Ich würde empfehlen: Otto Wagners Häuser an der linken Wienzeile sowie seine Kirche am Steinhof, die Apotheke zum weißen Engel im ersten Bezirk und natürlich die Secession.

Das Ornament hatte auch Gegner. Adolf Loos schreibt in "Ornament und Verbrechen": "Evolution der Kultur ist gleichbedeutend mit dem Entfernen des Ornamentes aus dem Gebrauchsgegenstande."

Damit war er nicht alleine. Ornamente sind Zeichen, um das Schöne darzustellen. Aber diese Zeichen können auch in die Irre gehen und waren daher immer schon verdächtig. Schon Lessing hat vor dem Ornament gewarnt.

Warum?

Bei Lessing geht es um die Frage, wie man eine Fabel schreibt. Eine Fabel braucht eine Verpackung, eine Geschichte. Wenn man diesen Rahmen zu mächtig werden lässt, verschwindet die Moral dahinter.

So ähnlich wie das Verhältnis von Form und Funktion in der Architektur?

So kann man das denken. Das ornamentale Klimbim lief Gefahr zu mächtig zu werden. Zeichen sind Transportmittel, aber sie können ein Eigenleben entwickeln.

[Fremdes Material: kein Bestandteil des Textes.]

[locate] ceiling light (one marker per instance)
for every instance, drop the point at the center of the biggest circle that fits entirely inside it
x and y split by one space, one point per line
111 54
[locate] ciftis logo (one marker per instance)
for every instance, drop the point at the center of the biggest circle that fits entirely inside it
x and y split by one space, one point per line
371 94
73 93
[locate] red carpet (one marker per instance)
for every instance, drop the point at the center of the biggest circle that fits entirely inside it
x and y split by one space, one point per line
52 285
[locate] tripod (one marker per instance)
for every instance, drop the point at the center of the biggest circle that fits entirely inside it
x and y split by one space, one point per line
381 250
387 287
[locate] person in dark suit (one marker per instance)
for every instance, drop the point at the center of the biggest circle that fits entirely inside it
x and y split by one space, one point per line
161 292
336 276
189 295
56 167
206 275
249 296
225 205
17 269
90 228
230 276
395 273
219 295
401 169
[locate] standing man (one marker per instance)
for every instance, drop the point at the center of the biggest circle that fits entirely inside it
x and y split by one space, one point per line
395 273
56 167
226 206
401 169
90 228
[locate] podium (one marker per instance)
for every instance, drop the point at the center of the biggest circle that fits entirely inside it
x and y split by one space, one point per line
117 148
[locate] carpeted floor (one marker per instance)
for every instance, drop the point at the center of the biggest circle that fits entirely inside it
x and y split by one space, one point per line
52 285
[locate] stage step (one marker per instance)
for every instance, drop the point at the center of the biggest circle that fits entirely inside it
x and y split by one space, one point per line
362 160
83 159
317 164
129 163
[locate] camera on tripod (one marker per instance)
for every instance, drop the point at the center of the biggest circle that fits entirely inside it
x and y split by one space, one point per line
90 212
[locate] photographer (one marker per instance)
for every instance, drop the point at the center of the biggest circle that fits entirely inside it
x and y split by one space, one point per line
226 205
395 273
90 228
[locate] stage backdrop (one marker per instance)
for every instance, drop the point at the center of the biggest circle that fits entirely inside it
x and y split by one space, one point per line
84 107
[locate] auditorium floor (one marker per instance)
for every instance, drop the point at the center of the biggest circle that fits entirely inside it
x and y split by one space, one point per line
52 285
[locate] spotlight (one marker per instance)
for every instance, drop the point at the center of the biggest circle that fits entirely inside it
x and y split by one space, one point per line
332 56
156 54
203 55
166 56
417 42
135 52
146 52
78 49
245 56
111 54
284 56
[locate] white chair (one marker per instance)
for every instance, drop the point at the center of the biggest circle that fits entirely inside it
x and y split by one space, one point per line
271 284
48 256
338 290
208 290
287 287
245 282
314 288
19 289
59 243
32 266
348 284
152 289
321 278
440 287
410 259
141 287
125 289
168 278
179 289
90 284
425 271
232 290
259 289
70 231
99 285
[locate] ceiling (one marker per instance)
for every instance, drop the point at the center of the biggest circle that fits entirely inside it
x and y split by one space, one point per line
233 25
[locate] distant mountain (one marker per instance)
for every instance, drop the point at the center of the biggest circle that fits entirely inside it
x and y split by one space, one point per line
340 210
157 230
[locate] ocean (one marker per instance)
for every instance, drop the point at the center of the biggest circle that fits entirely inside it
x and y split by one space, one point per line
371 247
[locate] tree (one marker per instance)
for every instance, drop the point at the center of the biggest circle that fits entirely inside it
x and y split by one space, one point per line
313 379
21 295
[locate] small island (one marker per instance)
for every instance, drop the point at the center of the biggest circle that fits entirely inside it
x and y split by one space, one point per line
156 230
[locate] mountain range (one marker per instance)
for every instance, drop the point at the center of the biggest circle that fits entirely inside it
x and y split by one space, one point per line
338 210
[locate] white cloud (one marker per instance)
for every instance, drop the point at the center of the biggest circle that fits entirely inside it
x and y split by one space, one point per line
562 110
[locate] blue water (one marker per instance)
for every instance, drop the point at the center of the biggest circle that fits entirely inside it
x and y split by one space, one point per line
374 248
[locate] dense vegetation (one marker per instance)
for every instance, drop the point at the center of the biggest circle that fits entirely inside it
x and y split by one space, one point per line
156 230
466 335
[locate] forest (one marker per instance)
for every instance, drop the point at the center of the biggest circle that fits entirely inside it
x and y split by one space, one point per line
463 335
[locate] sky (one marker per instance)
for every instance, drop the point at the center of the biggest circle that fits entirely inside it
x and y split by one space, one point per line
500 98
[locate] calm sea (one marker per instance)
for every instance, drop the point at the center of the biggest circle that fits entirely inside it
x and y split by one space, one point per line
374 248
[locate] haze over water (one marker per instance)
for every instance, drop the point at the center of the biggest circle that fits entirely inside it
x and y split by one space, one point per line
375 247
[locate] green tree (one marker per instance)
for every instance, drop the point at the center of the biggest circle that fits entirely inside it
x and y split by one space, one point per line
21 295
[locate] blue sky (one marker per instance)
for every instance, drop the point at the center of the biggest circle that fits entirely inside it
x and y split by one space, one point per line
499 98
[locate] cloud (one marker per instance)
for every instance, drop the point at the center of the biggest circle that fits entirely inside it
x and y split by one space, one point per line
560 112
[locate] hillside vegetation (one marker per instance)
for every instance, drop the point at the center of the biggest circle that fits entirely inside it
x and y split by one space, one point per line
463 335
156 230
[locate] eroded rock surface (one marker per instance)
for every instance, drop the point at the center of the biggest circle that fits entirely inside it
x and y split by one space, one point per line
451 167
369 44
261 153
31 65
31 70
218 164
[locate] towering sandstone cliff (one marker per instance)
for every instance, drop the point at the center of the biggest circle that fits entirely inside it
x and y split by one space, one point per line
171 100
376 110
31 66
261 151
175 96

Das hat den Menschen schon im 18. Jahrhundert Angst gemacht. Und das ist es auch, was Loos als Degeneration und "Verbrechen" empfunden hat. Seine Forderung war: Unser Muster muss die totale Musterlosigkeit sein. Für Loos war das Ornament Zeitverschwendung.

Er hat im Übrigen nicht nur die Ornamente abgelehnt, sondern auch das gesamte Pathos, das damit verbunden war. Unter den Vertretern des Jugendstils waren ja auch Konservative, Traditionalisten und Monarchisten. Sie wollten zwar, dass ihre Bewegung den Menschen lehrt, wie man sich dem Leben zuwendet. Aber das galt nur für einen bourgeoisen, aristokratischen Zirkel. Der "Pöbel" war damit nicht gemeint.

War Loos mit seinen Reformbemühungen erfolgreich?

Historisch betrachtet nicht wirklich. Die Allbeseelung der Natur lebt immer noch nach. Zum Beispiel im Design und den Lifestyle-Bewegungen: Wenn Leben Stil werden soll, schwingt noch immer das Ornament mit. Und im Grunde war Loos auch bei seinen eigenen Bauwerken nicht immer konsequent. Wenn man etwa das Loos-Haus am Michaelerplatz betrachtet: Der Marmor ist ohne Zweifel ornamental.